In a new, magnificent project — the Cosmic Dawn Survey — professional astronomers are seeking the assistance from the public. The survey is unveiling tens of millions of new galaxies, and to describe their physical properties these galaxies need to be organized according to various criteria, including their “appearance”. But unlike most features in science, the appearance of a galaxy is not always objective.

Two galaxies observed with the 8.2 m Subaru telescope on the summit of Maunakea in Hawaii, as part of the Hawaii Two-0 (H20) survey, a key component to the ambitious Cosmic Dawn Survey. Whereas most would agree that the left galaxy is a spiral galaxy with two arms, the right galaxy is less easily classified. Credit: galaxyzoo.org.
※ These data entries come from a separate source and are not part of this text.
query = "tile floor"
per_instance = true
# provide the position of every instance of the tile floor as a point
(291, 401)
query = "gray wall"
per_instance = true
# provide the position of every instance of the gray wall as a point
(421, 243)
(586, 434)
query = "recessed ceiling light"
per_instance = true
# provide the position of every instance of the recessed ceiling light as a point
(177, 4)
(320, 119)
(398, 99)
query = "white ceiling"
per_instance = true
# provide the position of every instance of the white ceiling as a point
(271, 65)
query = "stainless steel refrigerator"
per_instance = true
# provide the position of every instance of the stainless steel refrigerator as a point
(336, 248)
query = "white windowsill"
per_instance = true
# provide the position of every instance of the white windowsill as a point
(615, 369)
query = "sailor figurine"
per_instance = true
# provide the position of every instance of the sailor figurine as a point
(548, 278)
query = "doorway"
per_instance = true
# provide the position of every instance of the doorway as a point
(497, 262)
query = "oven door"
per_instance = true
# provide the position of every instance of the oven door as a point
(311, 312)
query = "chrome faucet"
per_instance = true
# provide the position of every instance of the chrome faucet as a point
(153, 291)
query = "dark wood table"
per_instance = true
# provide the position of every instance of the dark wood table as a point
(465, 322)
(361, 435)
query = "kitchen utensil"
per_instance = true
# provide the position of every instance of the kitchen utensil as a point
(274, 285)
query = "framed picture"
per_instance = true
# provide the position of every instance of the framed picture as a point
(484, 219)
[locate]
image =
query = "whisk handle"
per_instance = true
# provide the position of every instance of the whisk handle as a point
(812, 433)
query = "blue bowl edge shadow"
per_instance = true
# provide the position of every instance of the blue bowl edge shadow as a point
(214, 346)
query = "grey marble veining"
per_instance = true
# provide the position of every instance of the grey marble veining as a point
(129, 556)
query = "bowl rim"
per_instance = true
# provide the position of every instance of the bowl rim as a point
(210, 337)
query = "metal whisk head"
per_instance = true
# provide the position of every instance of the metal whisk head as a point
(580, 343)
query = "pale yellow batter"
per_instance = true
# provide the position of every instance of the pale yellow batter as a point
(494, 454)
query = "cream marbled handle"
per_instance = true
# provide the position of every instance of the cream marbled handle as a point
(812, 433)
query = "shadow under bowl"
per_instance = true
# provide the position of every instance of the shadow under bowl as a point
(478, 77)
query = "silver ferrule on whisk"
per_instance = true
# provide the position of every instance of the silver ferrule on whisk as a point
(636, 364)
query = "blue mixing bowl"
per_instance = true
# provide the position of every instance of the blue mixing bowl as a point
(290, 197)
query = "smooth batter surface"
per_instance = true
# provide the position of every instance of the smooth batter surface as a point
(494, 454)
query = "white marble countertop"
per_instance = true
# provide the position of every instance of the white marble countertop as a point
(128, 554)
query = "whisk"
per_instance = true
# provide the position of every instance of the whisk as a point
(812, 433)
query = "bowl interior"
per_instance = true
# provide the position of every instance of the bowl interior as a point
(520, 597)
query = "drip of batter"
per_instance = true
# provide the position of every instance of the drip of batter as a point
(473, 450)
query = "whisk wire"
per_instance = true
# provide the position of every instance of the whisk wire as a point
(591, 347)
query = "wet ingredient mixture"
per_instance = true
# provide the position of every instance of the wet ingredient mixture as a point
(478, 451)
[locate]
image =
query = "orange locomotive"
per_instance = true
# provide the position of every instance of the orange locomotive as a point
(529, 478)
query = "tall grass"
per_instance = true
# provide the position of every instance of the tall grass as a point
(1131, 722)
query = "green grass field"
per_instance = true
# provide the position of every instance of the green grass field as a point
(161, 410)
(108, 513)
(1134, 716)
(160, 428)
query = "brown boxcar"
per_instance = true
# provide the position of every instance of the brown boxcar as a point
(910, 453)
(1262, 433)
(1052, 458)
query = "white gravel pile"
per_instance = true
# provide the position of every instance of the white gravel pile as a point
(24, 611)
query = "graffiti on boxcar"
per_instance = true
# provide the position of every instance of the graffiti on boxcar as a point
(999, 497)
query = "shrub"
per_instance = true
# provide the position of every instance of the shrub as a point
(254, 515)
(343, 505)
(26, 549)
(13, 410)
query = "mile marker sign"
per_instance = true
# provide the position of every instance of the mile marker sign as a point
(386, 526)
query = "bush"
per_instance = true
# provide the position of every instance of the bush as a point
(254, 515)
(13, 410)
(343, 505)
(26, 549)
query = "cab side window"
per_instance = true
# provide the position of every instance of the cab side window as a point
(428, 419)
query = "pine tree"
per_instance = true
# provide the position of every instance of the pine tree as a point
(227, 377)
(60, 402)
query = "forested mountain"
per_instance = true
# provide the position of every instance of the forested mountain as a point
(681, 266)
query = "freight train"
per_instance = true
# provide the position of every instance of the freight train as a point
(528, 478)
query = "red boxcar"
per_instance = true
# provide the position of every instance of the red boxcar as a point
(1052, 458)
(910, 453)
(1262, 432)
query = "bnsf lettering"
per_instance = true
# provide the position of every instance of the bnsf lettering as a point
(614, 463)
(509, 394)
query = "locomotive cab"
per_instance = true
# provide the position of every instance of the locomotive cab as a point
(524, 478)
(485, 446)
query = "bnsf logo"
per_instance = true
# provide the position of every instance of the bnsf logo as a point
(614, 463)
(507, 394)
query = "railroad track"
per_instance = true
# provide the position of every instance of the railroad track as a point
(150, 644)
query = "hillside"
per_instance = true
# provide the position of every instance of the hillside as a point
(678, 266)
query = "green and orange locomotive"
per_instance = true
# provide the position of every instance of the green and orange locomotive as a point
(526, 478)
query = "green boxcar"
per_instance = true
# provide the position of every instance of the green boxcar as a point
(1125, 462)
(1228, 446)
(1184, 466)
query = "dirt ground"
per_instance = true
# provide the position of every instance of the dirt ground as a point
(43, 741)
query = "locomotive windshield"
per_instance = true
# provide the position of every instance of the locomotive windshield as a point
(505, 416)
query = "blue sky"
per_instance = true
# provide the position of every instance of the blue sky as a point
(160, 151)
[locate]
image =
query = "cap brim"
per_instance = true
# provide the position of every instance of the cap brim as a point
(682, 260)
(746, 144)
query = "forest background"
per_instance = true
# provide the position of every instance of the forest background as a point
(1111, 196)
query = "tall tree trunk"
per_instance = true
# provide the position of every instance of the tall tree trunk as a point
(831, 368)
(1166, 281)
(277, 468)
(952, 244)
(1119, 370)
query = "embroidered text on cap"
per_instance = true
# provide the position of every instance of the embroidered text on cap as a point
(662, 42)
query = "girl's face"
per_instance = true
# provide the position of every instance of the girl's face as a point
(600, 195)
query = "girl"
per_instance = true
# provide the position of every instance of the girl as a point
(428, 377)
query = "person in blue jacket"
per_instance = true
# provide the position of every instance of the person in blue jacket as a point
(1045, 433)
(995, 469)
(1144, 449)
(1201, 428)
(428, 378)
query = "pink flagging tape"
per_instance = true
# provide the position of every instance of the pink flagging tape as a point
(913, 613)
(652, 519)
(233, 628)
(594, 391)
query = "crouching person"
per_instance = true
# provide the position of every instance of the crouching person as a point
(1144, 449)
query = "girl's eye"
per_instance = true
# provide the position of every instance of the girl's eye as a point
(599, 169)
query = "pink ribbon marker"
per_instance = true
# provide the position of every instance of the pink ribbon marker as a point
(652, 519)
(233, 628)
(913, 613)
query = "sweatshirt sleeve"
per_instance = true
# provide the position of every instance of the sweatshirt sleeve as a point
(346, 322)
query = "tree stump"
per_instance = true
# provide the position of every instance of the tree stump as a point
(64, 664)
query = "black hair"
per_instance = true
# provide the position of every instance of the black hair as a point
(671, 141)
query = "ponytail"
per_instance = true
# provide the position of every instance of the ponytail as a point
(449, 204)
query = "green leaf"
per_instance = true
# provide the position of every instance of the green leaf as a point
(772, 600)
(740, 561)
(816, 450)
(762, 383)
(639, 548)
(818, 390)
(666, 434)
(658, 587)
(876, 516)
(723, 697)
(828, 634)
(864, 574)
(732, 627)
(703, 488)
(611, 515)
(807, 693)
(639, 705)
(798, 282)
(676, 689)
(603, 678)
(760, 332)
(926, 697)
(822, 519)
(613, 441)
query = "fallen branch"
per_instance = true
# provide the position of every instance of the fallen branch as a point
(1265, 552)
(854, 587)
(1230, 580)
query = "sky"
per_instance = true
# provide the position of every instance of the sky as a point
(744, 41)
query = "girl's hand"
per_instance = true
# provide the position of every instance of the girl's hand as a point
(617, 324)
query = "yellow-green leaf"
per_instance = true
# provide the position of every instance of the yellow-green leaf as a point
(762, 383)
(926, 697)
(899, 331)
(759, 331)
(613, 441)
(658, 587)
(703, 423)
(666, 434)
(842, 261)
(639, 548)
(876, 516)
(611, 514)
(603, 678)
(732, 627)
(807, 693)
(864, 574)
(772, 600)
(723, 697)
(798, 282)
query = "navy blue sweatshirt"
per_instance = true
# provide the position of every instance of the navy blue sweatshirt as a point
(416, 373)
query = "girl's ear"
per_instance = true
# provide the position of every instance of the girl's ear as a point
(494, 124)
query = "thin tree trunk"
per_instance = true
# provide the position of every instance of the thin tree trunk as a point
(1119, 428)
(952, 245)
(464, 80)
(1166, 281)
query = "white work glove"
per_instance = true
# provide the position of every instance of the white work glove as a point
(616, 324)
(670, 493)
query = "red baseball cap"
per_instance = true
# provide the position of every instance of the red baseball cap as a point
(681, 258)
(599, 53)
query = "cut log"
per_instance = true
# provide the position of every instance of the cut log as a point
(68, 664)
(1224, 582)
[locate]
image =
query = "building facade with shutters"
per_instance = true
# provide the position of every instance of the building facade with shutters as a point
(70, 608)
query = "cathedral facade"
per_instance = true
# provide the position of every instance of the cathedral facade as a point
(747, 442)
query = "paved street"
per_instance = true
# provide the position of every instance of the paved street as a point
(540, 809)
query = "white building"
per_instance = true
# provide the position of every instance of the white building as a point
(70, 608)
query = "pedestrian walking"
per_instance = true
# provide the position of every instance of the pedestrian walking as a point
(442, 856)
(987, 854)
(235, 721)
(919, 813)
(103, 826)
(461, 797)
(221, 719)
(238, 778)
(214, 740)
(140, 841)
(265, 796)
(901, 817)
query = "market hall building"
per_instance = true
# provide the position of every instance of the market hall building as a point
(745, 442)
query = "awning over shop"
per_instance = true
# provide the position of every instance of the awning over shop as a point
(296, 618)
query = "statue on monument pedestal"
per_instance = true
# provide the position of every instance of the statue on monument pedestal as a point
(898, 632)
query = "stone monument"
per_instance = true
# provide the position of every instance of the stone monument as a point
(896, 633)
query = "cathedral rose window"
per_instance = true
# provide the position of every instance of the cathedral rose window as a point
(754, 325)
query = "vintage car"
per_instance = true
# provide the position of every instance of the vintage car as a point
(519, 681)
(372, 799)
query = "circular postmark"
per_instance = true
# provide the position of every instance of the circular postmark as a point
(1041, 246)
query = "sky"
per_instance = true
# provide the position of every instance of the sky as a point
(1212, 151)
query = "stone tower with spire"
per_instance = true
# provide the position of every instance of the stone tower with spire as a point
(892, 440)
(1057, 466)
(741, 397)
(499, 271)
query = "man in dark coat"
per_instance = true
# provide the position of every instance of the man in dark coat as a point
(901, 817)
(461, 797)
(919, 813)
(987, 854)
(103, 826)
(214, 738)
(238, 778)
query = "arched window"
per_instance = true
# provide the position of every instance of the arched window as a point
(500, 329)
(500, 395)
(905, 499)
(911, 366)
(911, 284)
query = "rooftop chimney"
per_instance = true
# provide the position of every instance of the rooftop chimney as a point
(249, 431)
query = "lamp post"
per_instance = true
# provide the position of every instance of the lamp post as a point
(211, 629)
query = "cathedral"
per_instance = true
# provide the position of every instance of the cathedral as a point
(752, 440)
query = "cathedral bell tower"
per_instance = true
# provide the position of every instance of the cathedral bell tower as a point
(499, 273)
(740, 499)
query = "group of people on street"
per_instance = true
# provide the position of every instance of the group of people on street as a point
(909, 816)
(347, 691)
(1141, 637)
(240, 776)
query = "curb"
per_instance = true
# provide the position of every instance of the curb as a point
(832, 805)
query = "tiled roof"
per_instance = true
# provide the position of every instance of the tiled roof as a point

As one of the so-called “exact sciences”, astronomy usually asks and answers questions in an absolute, quantifiable way. How old is the Universe? Thirteen point eight billion years. How many stars does the Milky Way contain? A hundred billion (roughly). How far away is the quasar J0245+1047? One billion lightyears. Although we don't always know the answer, or we may be uncertain, there is usually one correct answer.

Looks matter

But not all characteristics are this easily quantified.

Galaxies come in many shapes, sizes, and colors. Based on their appearance, or morphology, they can be broadly grouped into a number of classes. Since the first attempt to do this by Edwin Hubble back in 1926, the classification scheme has been expanded somewhat, with various sub-categories, but is still principally the same:

Arguably, the most prominent types are the mostly featureless and reddish ellipticals, the more bluish spirals, the intermediate lenticular galaxies, and the smaller irregular galaxies. Distributing galaxies in these “boxes” is not just a leisure hobby of overzealous astronomers. Understanding the morphology of galaxies, and how they are interconnected, can lead to important physical insight. The morphology is strongly linked to their formation and evolution, influenced both by internal processes such as their star formation history, and by external processes such as encounters with other galaxies.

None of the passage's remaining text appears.